Ennio Morricone gewann allerdings den Preis. Dafür wurde „The Revenant“ als bester Film und Leonardo DiCaprio als bester Hauptdarsteller ausgezeichnet, Alejandro González Iñárritu erhielt den Preis für die beste Regie. Wie die Zusammenarbeit zwischen Nicolai und dem Hollywoodteam war, interessiert das Publikum der Berlinale brennend. „Iñárritu ist ein sehr guter Zuhörer und hat ein großes Wissen über Filmmusik“, sagt Nicolai. „Aber er fordert, dass man zu hundert Prozent involviert ist.“
Die Einladung, an „The Revenant“ mitzuwirken, kam von Ryuichi Sakamoto. Für Nicolai war es die erste Filmmusik. Sakamoto dagegen hat schon an vielen Soundtracks mitgewirkt und gewann 1988 mit „Der letzte Kaiser“ einen Oscar. Seit vielen Jahren arbeitet Nicolai mit ihm zusammen. Fünf Alben haben sie bereits produziert, bei ihren Auftritten verbindet sich oft orchestrale Musik mit am Computer entstandenen elektronischen Klängen; Videos von Licht und Farben kommen dazu.
Seit 20 Jahren in Berlin
Mit ihren audiovisuellen Konzerten und Performances waren sie schon bei der Ruhrtriennale, im Berghain und im New Yorker Guggenheim Museum. Kennengelernt haben sie sich bei einem der ersten Konzerte Nicolais, 1997 in Tokio. Der japanische Pianist und Komponist schlug ihm damals vor, einen Remix aus Sakamotos aktuellem Album zu machen. So unkompliziert wie das Kennenlernen gestaltet sich seitdem ihre Zusammenarbeit. So bat Nicolai den Komponisten, die Musik zu seinem Kurzfilm über ein Corbusier-Wohnhaus in Nantes zu entwickeln – ohne dass Sakamoto das Haus selbst besucht hätte. „Wir haben viel Vertrauen in die Arbeit des anderen und eine enge Verbindung.“
In Berlin lebt Nicolai seit zwanzig Jahren; in Mitte hat er sein Studio, in Mitte wohnt er auch. „Je mehr ich reise, desto mehr wird mir klar, wie unaffektiert Berlin ist und wie viel geistigen Raum es bietet.“ Ursprünglich kommt er aus Chemnitz, und ein bisschen hört man den sächsischen Dialekt noch. Bei den Berlinale Talents präsentiert sich „Alva Noto“ – so lautet sein Pseudonym als Musiker – ganz in Schwarz und Weiß gekleidet, fast so minimalistisch wie seine Musik.

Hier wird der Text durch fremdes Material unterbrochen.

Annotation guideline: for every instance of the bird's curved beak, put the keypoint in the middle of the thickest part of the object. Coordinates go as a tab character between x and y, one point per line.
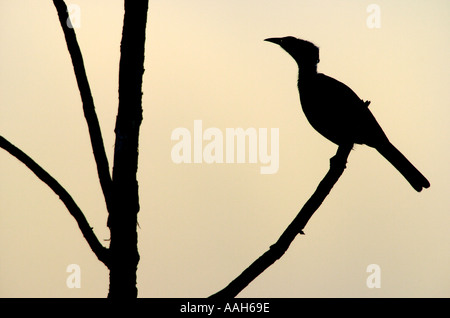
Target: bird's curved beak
274	40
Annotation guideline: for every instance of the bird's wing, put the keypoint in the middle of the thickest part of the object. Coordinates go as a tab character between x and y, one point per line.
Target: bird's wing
351	115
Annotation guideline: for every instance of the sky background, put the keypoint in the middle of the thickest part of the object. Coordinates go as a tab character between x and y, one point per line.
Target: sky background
201	225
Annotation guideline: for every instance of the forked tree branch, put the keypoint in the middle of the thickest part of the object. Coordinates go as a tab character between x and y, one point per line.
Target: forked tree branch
88	104
337	166
100	251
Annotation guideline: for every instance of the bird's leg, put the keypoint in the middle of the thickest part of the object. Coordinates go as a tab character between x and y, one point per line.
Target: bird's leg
340	158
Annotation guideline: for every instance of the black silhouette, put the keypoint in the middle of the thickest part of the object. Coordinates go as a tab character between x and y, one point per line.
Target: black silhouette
121	189
337	113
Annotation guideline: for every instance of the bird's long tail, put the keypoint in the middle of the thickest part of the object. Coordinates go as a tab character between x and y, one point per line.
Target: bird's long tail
399	161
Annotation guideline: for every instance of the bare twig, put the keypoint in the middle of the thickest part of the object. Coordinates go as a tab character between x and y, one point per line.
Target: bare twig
337	166
100	251
88	104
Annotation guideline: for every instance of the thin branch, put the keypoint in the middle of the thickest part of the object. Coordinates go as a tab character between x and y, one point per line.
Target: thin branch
337	166
100	251
88	103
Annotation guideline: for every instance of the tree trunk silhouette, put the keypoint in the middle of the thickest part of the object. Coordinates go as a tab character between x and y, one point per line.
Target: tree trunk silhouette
121	190
337	166
122	219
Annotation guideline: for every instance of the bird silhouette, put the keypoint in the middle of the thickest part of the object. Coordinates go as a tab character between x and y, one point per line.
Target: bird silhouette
337	113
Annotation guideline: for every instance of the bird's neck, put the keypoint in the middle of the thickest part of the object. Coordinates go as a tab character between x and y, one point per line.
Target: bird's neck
306	72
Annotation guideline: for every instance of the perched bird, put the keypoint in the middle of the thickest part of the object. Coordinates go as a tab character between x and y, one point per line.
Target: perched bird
337	113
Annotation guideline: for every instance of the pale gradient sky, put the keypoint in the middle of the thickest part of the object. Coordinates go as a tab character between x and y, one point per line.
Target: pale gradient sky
202	224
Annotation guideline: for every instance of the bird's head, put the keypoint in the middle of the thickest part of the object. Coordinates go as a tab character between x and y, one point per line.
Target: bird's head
303	52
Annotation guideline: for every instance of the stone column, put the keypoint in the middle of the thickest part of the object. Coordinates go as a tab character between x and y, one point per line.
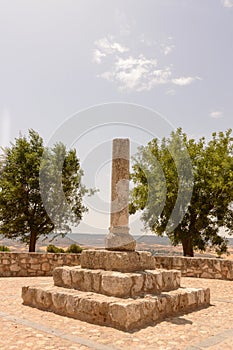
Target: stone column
119	237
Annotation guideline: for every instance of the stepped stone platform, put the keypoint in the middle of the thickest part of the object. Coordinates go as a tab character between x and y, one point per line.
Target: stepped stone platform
117	289
114	283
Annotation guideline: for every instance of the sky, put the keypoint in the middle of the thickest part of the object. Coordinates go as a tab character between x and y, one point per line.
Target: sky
61	58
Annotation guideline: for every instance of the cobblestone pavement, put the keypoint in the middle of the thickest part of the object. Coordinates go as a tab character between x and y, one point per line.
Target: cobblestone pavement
23	327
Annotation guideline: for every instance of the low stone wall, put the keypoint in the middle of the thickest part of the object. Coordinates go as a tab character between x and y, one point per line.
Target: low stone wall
34	264
197	267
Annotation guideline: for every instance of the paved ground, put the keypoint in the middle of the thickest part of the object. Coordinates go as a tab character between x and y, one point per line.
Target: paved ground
22	327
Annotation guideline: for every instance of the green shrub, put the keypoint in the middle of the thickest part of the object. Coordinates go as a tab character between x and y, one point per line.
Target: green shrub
4	248
74	248
51	248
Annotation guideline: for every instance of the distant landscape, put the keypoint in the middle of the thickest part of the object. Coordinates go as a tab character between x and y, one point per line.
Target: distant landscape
156	245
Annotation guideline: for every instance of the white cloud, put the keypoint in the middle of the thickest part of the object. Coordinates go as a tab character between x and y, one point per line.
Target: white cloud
171	92
108	46
97	56
216	114
122	21
183	81
227	3
137	73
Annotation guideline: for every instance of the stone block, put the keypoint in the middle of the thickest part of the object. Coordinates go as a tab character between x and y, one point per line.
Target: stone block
125	314
117	261
115	283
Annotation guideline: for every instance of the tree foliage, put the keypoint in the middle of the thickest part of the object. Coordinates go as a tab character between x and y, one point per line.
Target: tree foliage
40	190
164	175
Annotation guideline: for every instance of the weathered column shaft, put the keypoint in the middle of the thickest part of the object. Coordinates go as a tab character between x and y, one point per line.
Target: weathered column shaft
119	237
120	184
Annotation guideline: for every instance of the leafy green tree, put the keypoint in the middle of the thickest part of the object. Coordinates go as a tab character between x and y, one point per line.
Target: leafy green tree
184	188
40	190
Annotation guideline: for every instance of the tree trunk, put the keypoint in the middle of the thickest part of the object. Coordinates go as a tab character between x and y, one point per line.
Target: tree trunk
187	247
32	243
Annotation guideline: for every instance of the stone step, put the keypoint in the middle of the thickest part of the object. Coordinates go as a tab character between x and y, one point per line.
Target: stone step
114	283
117	261
125	314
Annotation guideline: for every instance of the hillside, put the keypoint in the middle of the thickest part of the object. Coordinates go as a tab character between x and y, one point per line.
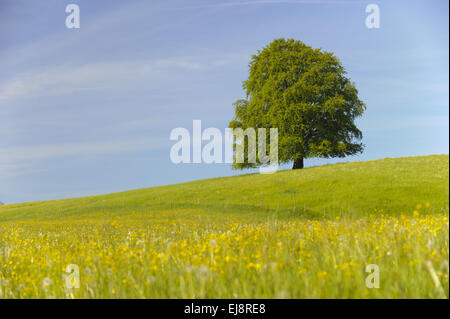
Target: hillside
389	186
308	233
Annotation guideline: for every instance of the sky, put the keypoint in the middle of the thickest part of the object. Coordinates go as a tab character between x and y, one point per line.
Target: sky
89	111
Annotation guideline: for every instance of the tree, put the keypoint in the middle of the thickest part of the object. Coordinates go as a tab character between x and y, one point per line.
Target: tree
304	92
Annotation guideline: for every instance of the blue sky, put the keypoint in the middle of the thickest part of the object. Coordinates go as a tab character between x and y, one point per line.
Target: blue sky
89	111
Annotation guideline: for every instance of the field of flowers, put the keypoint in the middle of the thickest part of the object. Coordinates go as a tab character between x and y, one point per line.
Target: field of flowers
179	258
321	232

Nicolai ist zwar als Experte zur Berlinale gekommen, doch eigentlich sieht er sich als Quereinsteiger. In Dresden studierte er Anfang der 90er Jahre Landschaftsarchitektur – und obwohl keine Karriere in diesem Beruf folgte, ist in seinen Installationen etwas davon geblieben.

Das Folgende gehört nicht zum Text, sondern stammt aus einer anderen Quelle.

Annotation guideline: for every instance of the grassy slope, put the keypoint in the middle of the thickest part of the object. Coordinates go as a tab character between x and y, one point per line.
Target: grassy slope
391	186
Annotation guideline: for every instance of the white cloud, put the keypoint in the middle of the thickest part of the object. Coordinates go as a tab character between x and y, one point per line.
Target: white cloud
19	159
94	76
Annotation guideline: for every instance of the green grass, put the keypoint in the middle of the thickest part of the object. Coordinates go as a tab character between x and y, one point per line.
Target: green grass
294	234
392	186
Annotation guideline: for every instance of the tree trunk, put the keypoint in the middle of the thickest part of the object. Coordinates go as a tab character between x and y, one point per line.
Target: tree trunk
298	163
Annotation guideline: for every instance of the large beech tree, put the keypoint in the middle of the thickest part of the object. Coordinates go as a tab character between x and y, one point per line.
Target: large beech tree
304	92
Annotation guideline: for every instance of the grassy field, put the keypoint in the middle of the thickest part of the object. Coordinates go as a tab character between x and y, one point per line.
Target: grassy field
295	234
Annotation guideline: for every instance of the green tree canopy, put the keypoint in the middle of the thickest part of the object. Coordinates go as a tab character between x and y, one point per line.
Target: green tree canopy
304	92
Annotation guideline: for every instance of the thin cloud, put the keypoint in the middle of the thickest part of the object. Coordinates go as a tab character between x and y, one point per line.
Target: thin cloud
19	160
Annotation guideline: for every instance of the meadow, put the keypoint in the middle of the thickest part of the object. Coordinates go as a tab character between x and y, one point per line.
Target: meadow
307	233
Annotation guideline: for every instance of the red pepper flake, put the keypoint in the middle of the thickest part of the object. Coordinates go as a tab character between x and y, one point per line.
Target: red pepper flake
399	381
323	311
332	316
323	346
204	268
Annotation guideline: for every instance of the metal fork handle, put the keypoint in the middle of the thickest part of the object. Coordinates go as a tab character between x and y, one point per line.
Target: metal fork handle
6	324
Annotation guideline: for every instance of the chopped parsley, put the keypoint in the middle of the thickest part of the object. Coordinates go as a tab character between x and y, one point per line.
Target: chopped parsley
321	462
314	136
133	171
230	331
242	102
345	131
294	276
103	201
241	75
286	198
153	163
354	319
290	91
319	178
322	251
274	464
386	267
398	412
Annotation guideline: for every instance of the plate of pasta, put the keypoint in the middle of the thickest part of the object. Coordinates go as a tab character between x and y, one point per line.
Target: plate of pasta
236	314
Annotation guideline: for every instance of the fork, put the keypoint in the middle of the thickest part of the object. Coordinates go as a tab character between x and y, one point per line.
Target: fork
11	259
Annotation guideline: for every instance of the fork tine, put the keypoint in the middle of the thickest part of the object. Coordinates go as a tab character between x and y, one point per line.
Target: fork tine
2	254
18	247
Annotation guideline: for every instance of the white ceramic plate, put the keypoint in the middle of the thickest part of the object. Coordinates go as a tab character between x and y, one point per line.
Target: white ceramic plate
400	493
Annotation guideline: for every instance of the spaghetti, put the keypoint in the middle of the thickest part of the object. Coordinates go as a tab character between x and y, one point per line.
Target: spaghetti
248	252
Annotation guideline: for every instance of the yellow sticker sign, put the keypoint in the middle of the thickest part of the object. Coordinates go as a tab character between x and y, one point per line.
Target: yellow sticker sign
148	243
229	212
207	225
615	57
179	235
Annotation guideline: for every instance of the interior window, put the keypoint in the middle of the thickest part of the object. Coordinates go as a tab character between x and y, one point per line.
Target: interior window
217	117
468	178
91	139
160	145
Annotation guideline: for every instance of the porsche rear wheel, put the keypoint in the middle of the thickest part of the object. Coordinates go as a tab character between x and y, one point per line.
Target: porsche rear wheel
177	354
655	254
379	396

Psychologie und Mathematik
Der Kurzfilm „Future Past Perfect pt. 0“, den Nicolai bei „Berlinale Talents“ zeigt, ist beinahe unangenehm nah: Formationen in Rot, dazu ein vibrierender Bass und stechende Klänge. Das Publikum ist nervös, hustet, fährt sich durchs Haar. Sind das Bilder eines fernen Planeten oder einen Mikrokosmos, Nahaufnahmen aus dem Inneren eines menschlichen Körpers? Carsten Nicolai löst auf: Es sind Detailaufn ahmen eines Canyons.
„Wir alle stellen automatisch eine Beziehung zwischen Klang und Farbe her“, erklärt Nicolai. Wissenschaftliche Erkenntnisse aus Psychologie und Mathematik liegen vielen seiner Arbeiten zugrunde. Immer wieder macht er den Zufall zum Thema seiner Licht- und Klangproduktionen. Dabei lotet der 51-Jährige die Grenzen zwischen Klangkunst, Film, Installation und Performance aus, künstlerische Kategorien lehnt er ab.

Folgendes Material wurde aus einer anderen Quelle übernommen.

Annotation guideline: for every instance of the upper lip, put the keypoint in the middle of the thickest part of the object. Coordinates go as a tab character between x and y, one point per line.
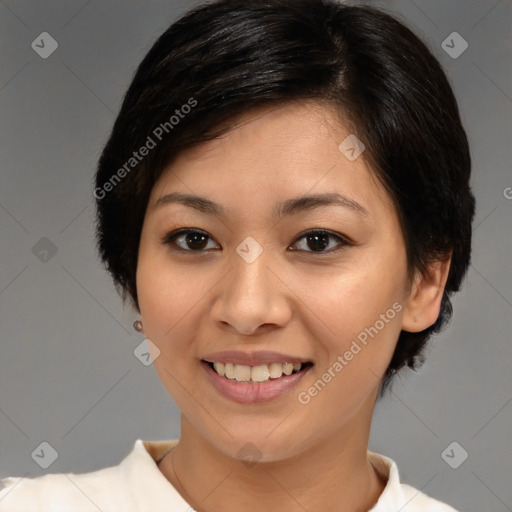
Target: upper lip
253	358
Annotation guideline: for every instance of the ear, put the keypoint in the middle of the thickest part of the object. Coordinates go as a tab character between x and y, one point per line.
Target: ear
424	302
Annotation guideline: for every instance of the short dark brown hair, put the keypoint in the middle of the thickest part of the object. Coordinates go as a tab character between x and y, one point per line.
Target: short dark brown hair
229	56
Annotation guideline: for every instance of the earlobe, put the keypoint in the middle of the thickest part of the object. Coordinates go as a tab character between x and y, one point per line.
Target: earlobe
424	303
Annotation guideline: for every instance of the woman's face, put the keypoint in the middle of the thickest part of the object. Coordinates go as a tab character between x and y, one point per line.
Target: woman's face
243	284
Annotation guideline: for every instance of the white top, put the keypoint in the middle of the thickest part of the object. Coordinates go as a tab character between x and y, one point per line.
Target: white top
137	485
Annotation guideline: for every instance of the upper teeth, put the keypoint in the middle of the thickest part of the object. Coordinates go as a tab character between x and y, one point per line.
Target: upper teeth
260	373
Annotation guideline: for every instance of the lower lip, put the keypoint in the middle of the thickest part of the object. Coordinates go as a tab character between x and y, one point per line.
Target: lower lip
249	393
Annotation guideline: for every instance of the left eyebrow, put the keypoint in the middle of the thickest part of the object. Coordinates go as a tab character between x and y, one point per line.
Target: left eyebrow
289	207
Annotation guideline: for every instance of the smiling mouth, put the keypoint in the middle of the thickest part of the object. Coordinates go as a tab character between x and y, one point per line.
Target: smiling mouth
258	373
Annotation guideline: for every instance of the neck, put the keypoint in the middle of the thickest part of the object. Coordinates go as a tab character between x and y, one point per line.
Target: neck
333	474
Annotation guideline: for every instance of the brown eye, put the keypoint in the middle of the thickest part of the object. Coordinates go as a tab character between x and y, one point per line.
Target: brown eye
318	241
188	240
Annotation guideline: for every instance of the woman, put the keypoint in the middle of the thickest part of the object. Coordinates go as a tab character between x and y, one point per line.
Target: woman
285	200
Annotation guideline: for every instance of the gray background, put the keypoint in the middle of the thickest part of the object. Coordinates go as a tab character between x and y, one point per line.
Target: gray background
68	374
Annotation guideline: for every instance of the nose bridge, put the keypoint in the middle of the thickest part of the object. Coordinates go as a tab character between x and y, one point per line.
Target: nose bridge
251	294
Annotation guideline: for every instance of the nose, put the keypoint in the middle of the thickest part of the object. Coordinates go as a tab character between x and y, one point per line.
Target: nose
253	298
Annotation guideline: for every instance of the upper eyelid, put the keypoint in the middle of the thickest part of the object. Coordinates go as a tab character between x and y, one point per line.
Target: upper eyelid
345	240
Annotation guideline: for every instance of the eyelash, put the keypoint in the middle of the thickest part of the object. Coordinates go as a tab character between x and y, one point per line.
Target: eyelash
169	240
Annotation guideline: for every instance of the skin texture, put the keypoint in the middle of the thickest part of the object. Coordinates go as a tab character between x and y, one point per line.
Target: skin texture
301	302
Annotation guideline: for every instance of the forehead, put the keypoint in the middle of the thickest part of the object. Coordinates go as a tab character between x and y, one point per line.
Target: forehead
275	152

Für den Soundtrack zu „The Revenant“ gab es keine Oscar-Nominierung. Die Begründung der Academy: Es sei nicht klar, wie genau die Zusammenarbeit unter den beiden Komponisten ausgesehen habe, erzählt Nicolai. Das wäre nicht das erste Mal, dass die Academy ein eher konservatives Bild abgibt. Trotzdem, den Film sieht man jetzt anders – wenn man die Augen schließt. Filmgeräusche vermischen sich mit Melodien, verschmelzen zu einer akustischen Kulisse: experimentell, stimmungsvoll und präzise.